International rescue – Gareth Bale is Wales’ fifth emergency service
In Wales there is the police, ambulance, fire brigade and coastguard – and then there’s Gareth Bale.
Come Monday, I fully expect Mark Drakeford to officially recognise the Whitchurch wonder as Wales’ fifth emergency service.
Our very own superman once again came to the rescue of Wales as he has so many times during his 15 years as a Wales international, scoring a last minute winner to beat Belarus, and bag a hat-trick to boot.
The footballing superstar, a man sorely in need of his own Marvel franchise, is the sole reason why from Euro 2016 onwards half the children born in Wales are named Gareth, and that includes the girls.
There have been so many special moments, so many cherished memories made for a generation of football fans who never thought they would see their national side qualify for a major international tournament let alone produce a player that continually defies superlatives and in the occasional Champions League final – the laws of physics.
Elis James once said of Bale: “I never thought I’d see anyone better than Rush / Hughes / Southall, and then Giggs came along.
“At which point I thought ‘that’s it, he’ll be the best Welsh player of my lifetime.’
“But Gareth…it’s like he’s from space! He’s the first player to make me feel like I’m 10 years old since I was 10 years old.”
That’s it, Gareth Bale is a once in a generation player. Whether created in a laboratory or sent from Krypton as a baby, he operates at a level away above us mere mortals.
Crucially for his teammates, he is a talismanic presence that raises the performance levels of everyone around him.
To continually perform above and beyond expectation for Wales where he feels so comfortable amongst the friends he has grown up with underlines how much he pines for the green green grass of home (or at least the Cardiff City Stadium pitch)
His is the hiraeth of a love affair with his country, a grand longing to elevate Wales to even greater heights, a dragon’s fire that refuses to be extinguished.
As my former colleague Phil Blanche, now PA Welsh sports correspondent, so succinctly surmised post match: ‘Gareth Bale celebrated a Wales winner in an empty stadium in Russia as if he had scored a Champions League decider in front of 100,000. Tells you everything about the man.’
It’s all worth remembering that alongside the emergence of the greatest footballer Wales has ever produced, we are also witnessing something that has never happened in the 145 year history of the Wales national side.

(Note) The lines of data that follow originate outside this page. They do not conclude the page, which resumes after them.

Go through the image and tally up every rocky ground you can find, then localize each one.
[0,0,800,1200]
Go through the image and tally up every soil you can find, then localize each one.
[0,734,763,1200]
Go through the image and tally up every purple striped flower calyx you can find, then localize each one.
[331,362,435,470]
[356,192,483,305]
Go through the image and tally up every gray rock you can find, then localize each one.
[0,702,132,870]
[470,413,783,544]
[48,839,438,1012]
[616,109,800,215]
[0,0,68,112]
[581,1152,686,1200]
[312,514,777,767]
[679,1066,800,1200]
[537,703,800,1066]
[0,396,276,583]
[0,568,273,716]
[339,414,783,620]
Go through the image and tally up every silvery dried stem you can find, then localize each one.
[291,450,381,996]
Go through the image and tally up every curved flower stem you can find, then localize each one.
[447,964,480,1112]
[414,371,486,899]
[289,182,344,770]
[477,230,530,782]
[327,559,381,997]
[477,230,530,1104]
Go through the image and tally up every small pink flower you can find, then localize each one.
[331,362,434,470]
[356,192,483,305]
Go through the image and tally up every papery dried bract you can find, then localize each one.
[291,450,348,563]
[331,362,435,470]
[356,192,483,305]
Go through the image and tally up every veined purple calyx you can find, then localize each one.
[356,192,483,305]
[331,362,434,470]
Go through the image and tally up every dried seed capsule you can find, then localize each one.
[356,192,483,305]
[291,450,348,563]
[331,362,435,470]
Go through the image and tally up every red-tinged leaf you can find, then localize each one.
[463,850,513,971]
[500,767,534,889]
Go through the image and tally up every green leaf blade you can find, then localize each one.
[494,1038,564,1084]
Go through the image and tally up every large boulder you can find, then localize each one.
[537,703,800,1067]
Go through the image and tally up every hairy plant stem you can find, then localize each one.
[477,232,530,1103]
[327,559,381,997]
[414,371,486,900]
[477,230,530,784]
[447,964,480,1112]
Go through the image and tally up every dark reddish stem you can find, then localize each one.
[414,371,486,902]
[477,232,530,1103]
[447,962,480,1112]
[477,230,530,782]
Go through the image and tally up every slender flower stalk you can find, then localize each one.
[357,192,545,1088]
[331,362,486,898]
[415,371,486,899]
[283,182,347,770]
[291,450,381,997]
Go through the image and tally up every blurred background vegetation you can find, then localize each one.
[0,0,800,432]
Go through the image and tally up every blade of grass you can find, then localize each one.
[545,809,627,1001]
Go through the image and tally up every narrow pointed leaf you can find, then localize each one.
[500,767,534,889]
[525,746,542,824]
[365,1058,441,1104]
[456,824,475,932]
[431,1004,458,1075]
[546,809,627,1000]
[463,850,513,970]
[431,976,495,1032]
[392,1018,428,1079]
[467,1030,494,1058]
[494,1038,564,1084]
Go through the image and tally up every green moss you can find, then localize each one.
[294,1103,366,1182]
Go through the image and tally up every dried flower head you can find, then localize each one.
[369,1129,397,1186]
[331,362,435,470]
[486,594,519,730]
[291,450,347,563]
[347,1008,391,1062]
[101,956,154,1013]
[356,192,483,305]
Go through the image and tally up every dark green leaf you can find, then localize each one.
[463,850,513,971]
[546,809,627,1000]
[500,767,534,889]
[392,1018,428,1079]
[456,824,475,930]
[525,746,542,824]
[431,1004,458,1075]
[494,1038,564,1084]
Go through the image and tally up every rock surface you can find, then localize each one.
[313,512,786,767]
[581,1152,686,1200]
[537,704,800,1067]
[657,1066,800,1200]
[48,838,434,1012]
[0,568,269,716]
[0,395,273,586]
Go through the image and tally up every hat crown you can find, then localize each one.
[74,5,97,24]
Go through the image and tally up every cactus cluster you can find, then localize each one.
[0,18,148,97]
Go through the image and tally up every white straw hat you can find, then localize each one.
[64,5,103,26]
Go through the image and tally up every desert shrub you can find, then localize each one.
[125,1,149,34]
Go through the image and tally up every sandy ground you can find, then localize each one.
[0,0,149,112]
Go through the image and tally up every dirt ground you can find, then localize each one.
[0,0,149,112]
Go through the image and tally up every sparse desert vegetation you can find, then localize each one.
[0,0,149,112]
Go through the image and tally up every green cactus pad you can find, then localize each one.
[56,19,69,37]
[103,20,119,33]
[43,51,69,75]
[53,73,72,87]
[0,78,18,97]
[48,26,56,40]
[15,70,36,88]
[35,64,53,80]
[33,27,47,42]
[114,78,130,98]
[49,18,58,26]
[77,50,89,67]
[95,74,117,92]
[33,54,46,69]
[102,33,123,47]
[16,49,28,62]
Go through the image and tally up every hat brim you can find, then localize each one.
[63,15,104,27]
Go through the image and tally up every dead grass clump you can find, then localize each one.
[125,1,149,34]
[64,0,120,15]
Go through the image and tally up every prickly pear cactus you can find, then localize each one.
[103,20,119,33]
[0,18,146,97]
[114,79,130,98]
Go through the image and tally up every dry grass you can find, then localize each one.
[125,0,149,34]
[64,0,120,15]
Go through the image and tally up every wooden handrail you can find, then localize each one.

This is a golden generation for any Wales fan.
Remember, it was almost 10 years ago – August 2011, when Wales were ranked 117th in the world. Frankly, I’m still giddy with the lofty heights we’ve scaled.
The last decade has witnessed an astonishing reinvention of Welsh football – the seismic effect of which is still being felt.
From the building of The Red Wall, the quality of the match day experience since moving to a permanent home at the Cardiff City Stadium, the perfecting of the anthem, the assimilation of language and culture that has given us an identity to be proud of, to those major tournament qualifications and a crop of talented youngsters coming through, we have plenty to be excited and thankful for.
Could World Cup qualification now be another achievement to add to that roll call of Welsh footballing revolution?
Wales finally qualifying for a major international tournament after so long, was in no small part thanks to the Welsh wing warrior – a slayer of hoodoos and a galvanising force for a nation.
Maybe with that Bale hat-trick and the style of that never-say-die performance in the 3-2 win in Kazan is a sign that our World Cup misfortune is also finally to be laid to rest.
Wales hasn’t qualified for a World Cup since 1958; the international football equivalent of a smashed mirror, walking under a ladder, putting your shoes on the table, opening an umbrella indoors and not saluting a magpie all rolled into one wretched stretch of bad luck.
There was previously more doom surrounding the history of Wales in World Cup qualifying tournaments than there is on the Sisters Of Mercy’s Greatest Hits.
Today a shard of light appeared to dissipate the impending gloom of what looked like World Cup qualifying ignominy.
Whether World Cup qualification is ultimately achieved or not, what is certain is that we’ll look back on these years and realise just how lucky we were to live in the age of Gareth Bale.
Bale currently has 98 caps for his country. When he reaches 100 surely it is advisable that a giant statue of him bestride the Taff is quickly erected in his honour.
When Wales surely achieves independence, Welsh leader Michael Sheen will no doubt bestow on him the title of Minister of Sport for life.
Of course the R word (whisper it quietly – retirement) is never far away from any Welsh fan’s thoughts. How the collective consciousness will cope when he finally does hang up his boots, well, it doesn’t bear thinking about.
That it will happen one day is a certainty.
Until then, cherish him – and remember not all superheroes wear capes, but they do wear Wales shirts.